Esame di legittimità per la trasparenza fiscale senza redditi percepiti

Il socio accomandante può non avere avuto, pur essendosi attivato, alcuna informazione

Di Alfio CISSELLO

Per effetto dell’art. 5 comma 1 del TUIR, i redditi delle società semplici, in nome collettivo e in accomandita semplice residenti nel territorio dello Stato sono imputati a ciascun socio, indipendentemente dalla percezione, proporzionalmente alla sua quota di partecipazione agli utili.

Si ricorda che, nelle società di persone, anche per i soci accomandanti è assolutamente irrilevante, ai fini della tassazione, l’effettivo percepimento del reddito, che viene attribuito mediante trasparenza in ragione di una presunzione assoluta.
Presunzione che, essendo come appena detto assoluta, non ammette prova contraria: ergo, il socio deve assoggettare a imposizione, pro quota, il reddito prodotto dalla società anche se, per qualsiasi ragione, non lo ha percepito. O meglio, e questo è l’aspetto dirimente: deve tassare il reddito anche se oggettivamente non è stato reso edotto del reddito che la società stava producendo.

Tale presunzione legale assoluta, da sempre, ha posto dubbi di costituzionalità, ragion per cui la Commissione tributaria provinciale di Genova, con l’ordinanza 148 del 22 gennaio 2019 (pubblicata sulla Gazzetta ufficiale Corte Costituzionale n. 40 di ieri) ha sollevato la questione.

Giova in primo luogo considerare che, esaminando l’ordinanza di rimessione, non viene sospettato di incostituzionalità il regime di trasparenza fiscale nel suo complesso, ma il fatto che l’imputazione reddituale avvenga pure se il socio, specie se accomandante, abbia fatto tutto il possibile per ottenere informazioni sull’andamento sociale.

Nel caso di specie, da un lato, la società, pur essendo attiva, non aveva presentato alcuna dichiarazione reddituale (essendo così stata sottoposta ad accertamento induttivo extra-contabile); dall’altro, il socio accomandante aveva ricevuto l’avviso sul reddito di partecipazione pur avendo fatto il possibile per essere informato delle attività sociali.

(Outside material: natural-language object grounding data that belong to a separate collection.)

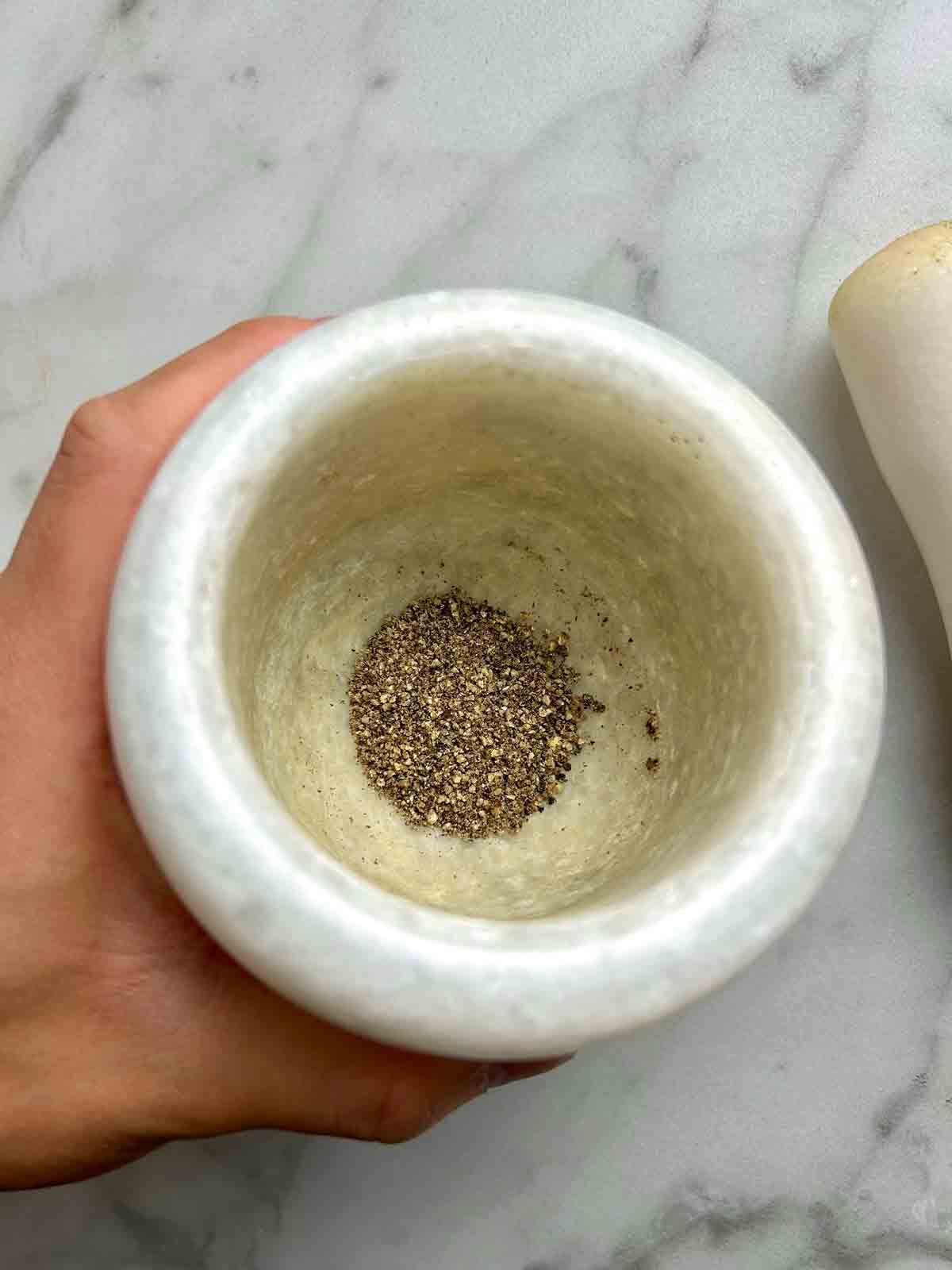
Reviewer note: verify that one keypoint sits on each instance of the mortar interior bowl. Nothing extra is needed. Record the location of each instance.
(550, 457)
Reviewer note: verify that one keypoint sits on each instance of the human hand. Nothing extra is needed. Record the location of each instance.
(122, 1024)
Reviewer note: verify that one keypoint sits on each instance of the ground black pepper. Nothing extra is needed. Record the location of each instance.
(463, 718)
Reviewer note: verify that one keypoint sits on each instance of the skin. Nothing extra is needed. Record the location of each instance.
(122, 1026)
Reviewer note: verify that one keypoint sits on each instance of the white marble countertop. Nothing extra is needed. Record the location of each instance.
(716, 167)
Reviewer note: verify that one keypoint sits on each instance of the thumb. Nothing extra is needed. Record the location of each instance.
(109, 452)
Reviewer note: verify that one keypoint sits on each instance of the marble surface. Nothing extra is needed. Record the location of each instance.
(716, 167)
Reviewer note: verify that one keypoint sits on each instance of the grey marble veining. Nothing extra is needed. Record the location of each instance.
(716, 167)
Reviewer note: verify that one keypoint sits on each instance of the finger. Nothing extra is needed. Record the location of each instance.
(274, 1066)
(111, 451)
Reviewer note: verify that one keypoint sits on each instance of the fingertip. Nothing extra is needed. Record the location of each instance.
(507, 1073)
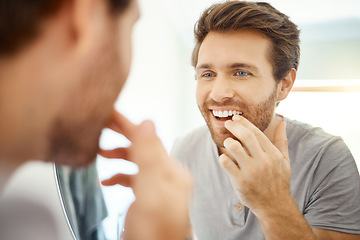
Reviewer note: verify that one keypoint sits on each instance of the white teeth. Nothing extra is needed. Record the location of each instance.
(226, 113)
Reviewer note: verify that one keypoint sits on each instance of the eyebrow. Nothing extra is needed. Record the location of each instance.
(232, 66)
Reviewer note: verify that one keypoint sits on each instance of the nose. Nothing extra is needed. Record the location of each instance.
(222, 89)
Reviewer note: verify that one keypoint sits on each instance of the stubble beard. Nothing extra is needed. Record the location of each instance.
(259, 115)
(75, 132)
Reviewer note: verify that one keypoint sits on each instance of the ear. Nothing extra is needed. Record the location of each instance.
(285, 85)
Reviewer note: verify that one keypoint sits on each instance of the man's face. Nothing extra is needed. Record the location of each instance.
(234, 76)
(88, 105)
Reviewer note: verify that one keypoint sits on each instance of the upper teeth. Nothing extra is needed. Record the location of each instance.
(226, 113)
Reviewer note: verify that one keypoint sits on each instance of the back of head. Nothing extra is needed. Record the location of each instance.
(20, 20)
(258, 16)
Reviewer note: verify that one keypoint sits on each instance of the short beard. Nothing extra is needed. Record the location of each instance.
(259, 115)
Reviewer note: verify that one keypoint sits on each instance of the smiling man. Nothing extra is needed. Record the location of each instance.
(260, 175)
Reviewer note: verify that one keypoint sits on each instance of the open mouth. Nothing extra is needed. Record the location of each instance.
(225, 115)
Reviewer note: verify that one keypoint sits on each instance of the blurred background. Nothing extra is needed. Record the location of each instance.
(161, 87)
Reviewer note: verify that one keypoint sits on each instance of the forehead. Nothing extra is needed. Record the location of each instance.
(241, 46)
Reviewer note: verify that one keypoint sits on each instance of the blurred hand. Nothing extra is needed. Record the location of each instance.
(162, 187)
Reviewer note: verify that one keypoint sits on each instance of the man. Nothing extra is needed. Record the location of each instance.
(259, 175)
(62, 66)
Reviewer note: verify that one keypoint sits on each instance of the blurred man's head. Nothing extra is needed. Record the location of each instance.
(246, 56)
(62, 66)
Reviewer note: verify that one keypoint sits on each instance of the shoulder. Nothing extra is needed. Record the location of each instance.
(26, 219)
(312, 140)
(313, 146)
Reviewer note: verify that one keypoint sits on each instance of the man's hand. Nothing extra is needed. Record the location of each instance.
(259, 170)
(161, 187)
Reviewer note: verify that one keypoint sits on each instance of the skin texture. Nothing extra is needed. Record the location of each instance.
(234, 73)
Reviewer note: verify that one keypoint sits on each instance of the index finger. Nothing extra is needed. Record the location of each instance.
(120, 124)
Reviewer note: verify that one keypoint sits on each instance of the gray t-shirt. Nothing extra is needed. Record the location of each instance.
(325, 183)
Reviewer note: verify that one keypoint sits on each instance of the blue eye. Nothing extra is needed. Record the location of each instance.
(241, 73)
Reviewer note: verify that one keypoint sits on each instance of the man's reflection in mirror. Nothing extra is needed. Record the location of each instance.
(260, 175)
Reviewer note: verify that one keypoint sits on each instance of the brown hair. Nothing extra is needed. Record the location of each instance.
(259, 16)
(20, 20)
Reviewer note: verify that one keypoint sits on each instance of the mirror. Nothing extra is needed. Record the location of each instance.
(167, 94)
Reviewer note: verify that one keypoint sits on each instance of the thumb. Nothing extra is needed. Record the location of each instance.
(280, 139)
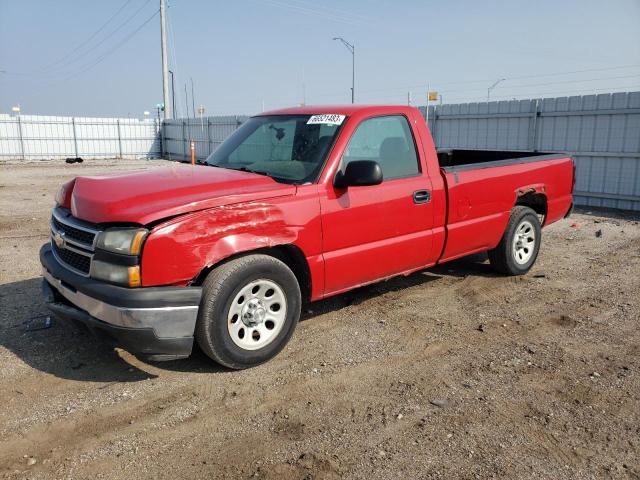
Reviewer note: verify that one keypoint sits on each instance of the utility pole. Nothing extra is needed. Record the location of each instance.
(173, 95)
(165, 62)
(352, 49)
(193, 102)
(493, 86)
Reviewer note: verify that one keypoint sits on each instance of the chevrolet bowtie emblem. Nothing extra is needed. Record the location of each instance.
(58, 238)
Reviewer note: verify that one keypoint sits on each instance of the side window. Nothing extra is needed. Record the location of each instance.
(388, 141)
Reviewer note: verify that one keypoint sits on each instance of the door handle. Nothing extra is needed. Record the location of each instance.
(421, 196)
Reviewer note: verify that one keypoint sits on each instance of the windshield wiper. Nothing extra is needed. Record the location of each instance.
(245, 169)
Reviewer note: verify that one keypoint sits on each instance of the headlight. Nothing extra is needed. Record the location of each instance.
(120, 274)
(127, 241)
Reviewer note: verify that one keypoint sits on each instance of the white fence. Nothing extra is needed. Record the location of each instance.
(33, 137)
(602, 132)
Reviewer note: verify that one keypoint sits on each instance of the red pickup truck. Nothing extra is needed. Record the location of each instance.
(295, 206)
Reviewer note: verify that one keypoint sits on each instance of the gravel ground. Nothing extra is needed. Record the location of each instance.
(453, 372)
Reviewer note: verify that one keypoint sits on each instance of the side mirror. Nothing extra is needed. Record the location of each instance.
(359, 173)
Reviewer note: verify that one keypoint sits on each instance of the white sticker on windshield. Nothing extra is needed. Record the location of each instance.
(326, 119)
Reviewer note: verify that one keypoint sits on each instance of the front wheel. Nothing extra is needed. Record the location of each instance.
(250, 307)
(518, 249)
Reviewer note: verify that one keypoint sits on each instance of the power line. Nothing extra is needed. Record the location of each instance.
(81, 55)
(88, 66)
(91, 37)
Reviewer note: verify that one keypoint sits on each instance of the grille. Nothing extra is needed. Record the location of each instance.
(73, 259)
(72, 241)
(73, 233)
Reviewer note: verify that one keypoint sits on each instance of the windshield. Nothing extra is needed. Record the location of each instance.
(288, 148)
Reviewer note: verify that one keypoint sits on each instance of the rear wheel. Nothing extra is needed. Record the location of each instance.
(250, 307)
(518, 249)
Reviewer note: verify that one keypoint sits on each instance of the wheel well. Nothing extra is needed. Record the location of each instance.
(290, 255)
(535, 201)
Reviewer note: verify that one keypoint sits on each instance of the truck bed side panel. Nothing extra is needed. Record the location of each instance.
(480, 199)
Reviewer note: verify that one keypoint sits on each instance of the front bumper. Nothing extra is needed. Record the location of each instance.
(155, 322)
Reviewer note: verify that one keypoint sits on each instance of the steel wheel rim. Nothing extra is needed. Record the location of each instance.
(257, 314)
(524, 241)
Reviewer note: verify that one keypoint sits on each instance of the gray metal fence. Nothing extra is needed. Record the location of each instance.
(32, 137)
(602, 132)
(206, 133)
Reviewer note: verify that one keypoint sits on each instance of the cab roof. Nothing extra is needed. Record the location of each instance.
(347, 110)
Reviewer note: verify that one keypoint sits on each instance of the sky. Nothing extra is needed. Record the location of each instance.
(102, 58)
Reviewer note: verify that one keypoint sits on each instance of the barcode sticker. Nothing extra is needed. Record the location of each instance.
(326, 119)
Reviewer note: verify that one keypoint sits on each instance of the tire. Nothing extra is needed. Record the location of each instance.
(518, 249)
(238, 323)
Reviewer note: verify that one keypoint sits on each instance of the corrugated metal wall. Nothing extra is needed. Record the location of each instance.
(206, 133)
(602, 132)
(32, 137)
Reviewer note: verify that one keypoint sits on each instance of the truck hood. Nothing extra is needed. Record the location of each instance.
(144, 197)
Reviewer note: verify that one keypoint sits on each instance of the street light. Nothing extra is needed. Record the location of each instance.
(494, 86)
(352, 49)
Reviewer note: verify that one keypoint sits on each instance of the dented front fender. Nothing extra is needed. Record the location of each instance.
(176, 251)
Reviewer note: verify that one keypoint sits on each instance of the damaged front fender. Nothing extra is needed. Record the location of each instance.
(176, 251)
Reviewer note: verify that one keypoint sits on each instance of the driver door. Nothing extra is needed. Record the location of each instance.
(374, 232)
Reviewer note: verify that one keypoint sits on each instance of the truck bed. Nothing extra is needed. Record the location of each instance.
(480, 195)
(450, 158)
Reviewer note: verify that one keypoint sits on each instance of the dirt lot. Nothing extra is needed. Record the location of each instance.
(449, 373)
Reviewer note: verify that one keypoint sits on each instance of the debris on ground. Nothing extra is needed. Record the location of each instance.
(74, 160)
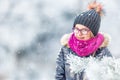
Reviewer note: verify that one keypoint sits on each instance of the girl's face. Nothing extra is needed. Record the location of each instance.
(82, 32)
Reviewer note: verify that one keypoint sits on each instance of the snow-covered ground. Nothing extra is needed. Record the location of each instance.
(30, 31)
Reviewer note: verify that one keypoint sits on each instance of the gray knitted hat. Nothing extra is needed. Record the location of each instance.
(90, 19)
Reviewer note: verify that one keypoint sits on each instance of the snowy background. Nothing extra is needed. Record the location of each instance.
(30, 31)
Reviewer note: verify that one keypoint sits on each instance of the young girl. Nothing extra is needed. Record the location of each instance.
(84, 41)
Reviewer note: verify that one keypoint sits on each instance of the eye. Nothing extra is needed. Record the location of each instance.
(84, 31)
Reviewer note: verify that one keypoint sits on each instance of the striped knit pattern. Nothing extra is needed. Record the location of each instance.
(90, 19)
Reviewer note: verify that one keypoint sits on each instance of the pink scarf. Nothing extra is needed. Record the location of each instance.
(85, 47)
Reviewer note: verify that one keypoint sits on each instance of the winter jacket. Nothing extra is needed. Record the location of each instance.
(63, 67)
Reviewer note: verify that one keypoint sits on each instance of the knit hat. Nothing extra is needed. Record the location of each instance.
(90, 18)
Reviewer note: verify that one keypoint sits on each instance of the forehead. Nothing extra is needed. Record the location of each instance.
(80, 26)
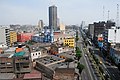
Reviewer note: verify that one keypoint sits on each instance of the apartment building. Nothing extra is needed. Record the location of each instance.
(70, 42)
(13, 37)
(4, 36)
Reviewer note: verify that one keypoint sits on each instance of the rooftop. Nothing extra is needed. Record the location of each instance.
(7, 76)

Risulta dimostrato che, addirittura, aveva ottenuto, ai sensi dell’art. 700 del codice di procedura civile, un provvedimento d’urgenza “ricognitivo della indisponibilità del socio accomandatario a fornire all’accomandante le notizie (e le utilità economiche) che quest’ultimo avrebbe avuto pieno diritto di ottenere (e di conseguire)“.

Così inquadrato l’argomento, a nostro avviso sussistono tutti i presupposti per un serio vaglio sulla costituzionalità della norma.
Del resto (ma di questo aspetto l’ordinanza non parla) non si sta affermando che il reddito che, per trasparenza, dovrebbe imputarsi all’accomandante debba sfuggire a tassazione, ma che, in una situazione come quella descritta, magari questo reddito andrebbe imputato a chi ne risulta l’effettivo possessore (ad esempio, al socio accomandatario) e, nel contempo, ha occultato o reso difficile o quasi impossibile l’accesso alla documentazione sociale agli altri soci.

Il socio accomandante, come anticipato, aveva dimostrato di essersi attivato presso il giudice civile, per visionare la documentazione contabile e fiscale.
Nell’ordinanza di rimessione si richiamano l’art. 24 della Costituzione (diritto di difesa, violato in quanto il socio non può dimostrare di non avere percepito il reddito) e l’art. 53 sulla capacità contributiva.

Oltre a ciò, potrebbe pure entrare in gioco l’art. 3 sotto il profilo della irragionevole disparità di trattamento, “in quanto i soci di società di persone, pur non avendo conseguito alcun reddito, sono soggetti ad imposizione rispetto agli altri soggetti egualmente privi di reddito che ne sono invece esclusi”.

In giurisprudenza la questione è emersa sotto il profilo sanzionatorio, ambito in cui, essendo necessaria la colpa, non vi è ragione di “scomodare” la Costituzione.
La Corte di Cassazione, diverse volte, ha sancito che l’infedele dichiarazione, per il socio, non si configura in modo automatico, ma solo in presenza di colpa, che “consiste nell’omessa attivazione dei poteri di controllo attribuitigli dalla legge nei rapporti societari” (Cass. 19 novembre 2007 n. 23864, Cass. 12 marzo 2002 n. 3539).